Die Prognosen könnten nicht besser sein. Bis zum Jahr 2010 soll die installierte Windkraftleistung in Europa von heute 10.000 Megawatt (MW) auf 60.000 MW ansteigen. „Dieses Ziel ist realistisch“, meint Klaus Rave, Präsident der Europäischen Windenergievereinigung (Ewea). Ein Blick auf drei Länder zeigt, wie das Tempo beim Ausbau der regenerativen Energien zunimmt. In Spanien wächst der Anteil der Windenergie derzeit stärker als in Deutschland und in Dänemark. Auch die Türkei setzt auf die Kraft des Windes, und selbst in Frankreich laufen die ersten großen Windparkprojekte an. Bereits in zehn Jahren, so die Kalkulation von Ewea-Chef Rave, könnte die Windenergie etwa 5 Prozent der europäischen Stromerzeugung decken.
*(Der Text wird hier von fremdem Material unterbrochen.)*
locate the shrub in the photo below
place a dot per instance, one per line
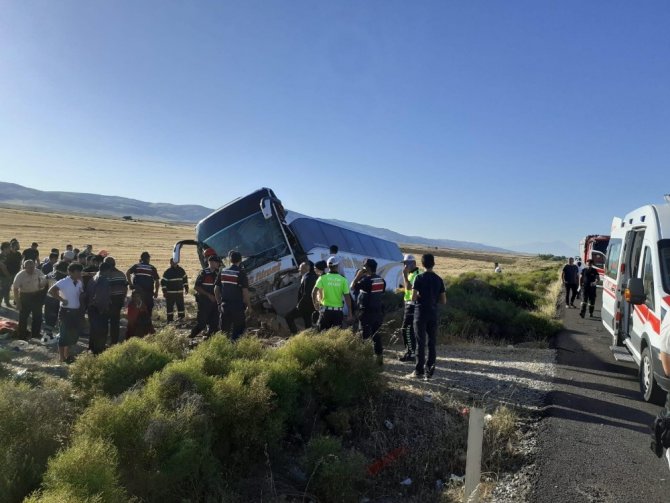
(170, 340)
(117, 369)
(334, 473)
(34, 424)
(86, 471)
(245, 419)
(336, 365)
(215, 355)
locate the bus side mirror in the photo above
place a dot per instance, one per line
(266, 208)
(634, 292)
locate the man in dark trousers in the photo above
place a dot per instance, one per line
(427, 293)
(369, 289)
(588, 282)
(570, 278)
(331, 291)
(144, 278)
(30, 287)
(232, 294)
(409, 273)
(305, 308)
(208, 312)
(118, 289)
(174, 284)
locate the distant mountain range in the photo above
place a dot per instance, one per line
(14, 195)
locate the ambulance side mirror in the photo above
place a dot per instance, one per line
(634, 292)
(266, 208)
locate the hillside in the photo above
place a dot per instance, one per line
(17, 196)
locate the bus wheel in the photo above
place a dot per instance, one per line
(651, 392)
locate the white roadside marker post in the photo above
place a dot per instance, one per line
(473, 462)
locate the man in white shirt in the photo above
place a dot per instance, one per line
(68, 291)
(29, 288)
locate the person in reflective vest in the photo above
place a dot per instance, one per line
(370, 288)
(330, 293)
(208, 313)
(232, 293)
(409, 272)
(174, 284)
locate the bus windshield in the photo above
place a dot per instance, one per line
(258, 240)
(664, 253)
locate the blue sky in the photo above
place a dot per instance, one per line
(498, 122)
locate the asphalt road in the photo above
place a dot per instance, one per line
(594, 440)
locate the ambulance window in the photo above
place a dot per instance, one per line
(613, 256)
(648, 278)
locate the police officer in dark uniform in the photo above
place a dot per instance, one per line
(174, 284)
(232, 293)
(305, 308)
(208, 313)
(145, 280)
(588, 281)
(369, 289)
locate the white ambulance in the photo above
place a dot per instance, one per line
(636, 291)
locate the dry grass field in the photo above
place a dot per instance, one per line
(123, 240)
(126, 240)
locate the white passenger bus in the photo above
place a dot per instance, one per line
(273, 242)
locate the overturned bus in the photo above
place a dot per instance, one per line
(273, 242)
Nur wer früh genug in das europäische Geschäft einsteigt, kann dort in der ersten Reihe mitmischen. Von den Erfahrungen in Deutschland profitieren zahlreiche Planungsbüros, die nun das „Modell Deutschland“ in Sachen Windenergie zu einem Exportschlager machen wollen. Mit dabei ist die am Neuen Markt boomende Umweltkontor Renewable Energy AG. Mit dem Kapitalzufluss aus dem Börsengang vom Sommer dieses Jahres will das im rheinischen Erkelenz heimische Unternehmen im Ausland „windige“ Pflöcke einschlagen. „Spanien steht bei uns ganz oben auf der Projektliste“, meint Unternehmensvorstand Heinrich Lohmann. Bis Ende 2002 will die AG auf der Iberischen Halbinsel Windfarmen in einer Größenordnung von 100 MW realisieren. Drei Großprojekte in den Regionen Andalusien und Aragón mit einem Investitionsvolumen von rund 250 Millionen Mark werden im Rahmen von Joint-Ventures mit lokalen Partnern umgesetzt. „Mit diesem Projektvolumen haben wir uns in Spanien optimal positioniert“, so Lohmann.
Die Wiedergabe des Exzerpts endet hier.